I would suggest you buy a Lasergrip for whichever brand you choose. Instead of having a laser tube at the end of your sidearm, a laser beam is built int othe handgrip of your weapon (manufactured specifically for each diferent type of handgun) and sends a beam out from above hour forefinger. (Specify left or right handed preference).
This allows for a both eyes open aiming. Point (learn how to grip and aim a sidearm), place the dot on target and do NOT try to steady it. As soon as it is about where you want it, double tap (shoot twice). It's not target practise, so if you are a two or three inches off, you will still kill the enemy. Then double tap again. Always fire two shots at a time, never single shots.
Unless, as an usual city dweller without combat experience, you are close to nearby forest or game haunts and can hunt for food, you will not need a rifle.
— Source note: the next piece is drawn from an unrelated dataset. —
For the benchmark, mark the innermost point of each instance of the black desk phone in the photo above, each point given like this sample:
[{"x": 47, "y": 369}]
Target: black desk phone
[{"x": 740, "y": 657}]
Nor an AK-47 or similar military type weapons unless you have experience with them or the civilian (not fully automatic) models. This is an offensive rather than defensive weapon and your neighbors with military backgrounds will probably have these to to use in a serious firefight for themselves and for you.
Hunters and countryside dwellers have their preferences on rifles, calibers and scopes and almost certainly already have weapons they use regularly, so need no advice.
Remember, firearms are just tools and tools in the wrong hands are more of a liability than an asset. If you choose to arm yourself (and I highly recommend you do), GET SOME TRAINING on the safe handling and use of them.